Set up Oozie scheduling

Set up Oozie scheduling

Oozie is a workflow management tool available when the Hadoop Eco cluster type is set to Core Hadoop.
With Oozie, you can view bundles, workflows, coordinator lists, details, and logs. You can access Oozie from the quick link on the cluster detail page. Below is how to configure Oozie scheduling.

Cluster typeAccess port
Standard (Single)Port 11000 on master node 1
HAPort 11000 on master node 3

Image
Oozie workflow list

Image
Oozie workflow job details

Image
Oozie workflow job content

Prepare

To run an Oozie workflow, you need a workflow.xml file and supplementary execution files.
Upload these files to HDFS and specify the path in the wf.properties file to execute. A Hive job structure is shown below.

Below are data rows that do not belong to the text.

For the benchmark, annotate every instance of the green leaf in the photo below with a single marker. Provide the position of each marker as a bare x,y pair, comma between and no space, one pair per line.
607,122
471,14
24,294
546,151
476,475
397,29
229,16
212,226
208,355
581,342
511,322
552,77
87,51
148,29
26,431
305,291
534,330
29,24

Hive job cluster_meta_configuration.json example
$ hadoop fs -ls hdfs:///wf_hive/
Found 3 items
-rw-r--r-- 2 ubuntu hadoop 22762 2022-03-30 05:11 hdfs:///wf_hive/hive-site.xml
-rw-r--r-- 2 ubuntu hadoop 168 2022-03-30 05:11 hdfs:///wf_hive/sample.hql
-rw-r--r-- 2 ubuntu hadoop 978 2022-03-30 05:11 hdfs:///wf_hive/workflow.xml

$ oozie job -run -config wf.properties
... [SLF4J log output] ...
job: 0000000-220330040805876-oozie-ubun-W

$ oozie job -info 0000000-220330040805876-oozie-ubun-W
... [SLF4J log output] ...
Job ID : 0000000-220330040805876-oozie-ubun-W
------------------------------------------------------------------------------------------------------------------------------------
Workflow Name : workflow_sample_job
App Path : hdfs:///wf_hive
Status : SUCCEEDED
Run : 0
User : ubuntu
Group : -
Created : 2022-03-30 05:12 GMT
Started : 2022-03-30 05:12 GMT
Last Modified : 2022-03-30 05:13 GMT
Ended : 2022-03-30 05:13 GMT
CoordAction ID: -

Actions
------------------------------------------------------------------------------------------------------------------------------------
ID Status Ext ID Ext Status Err Code
------------------------------------------------------------------------------------------------------------------------------------
0000000-220330040805876-oozie-ubun-W@:start: OK - OK -
0000000-220330040805876-oozie-ubun-W@hive_action OK application_1648613240828_0002SUCCEEDED -
0000000-220330040805876-oozie-ubun-W@end OK - OK -

Run Oozie workflow

You can run an Oozie workflow to configure scheduling.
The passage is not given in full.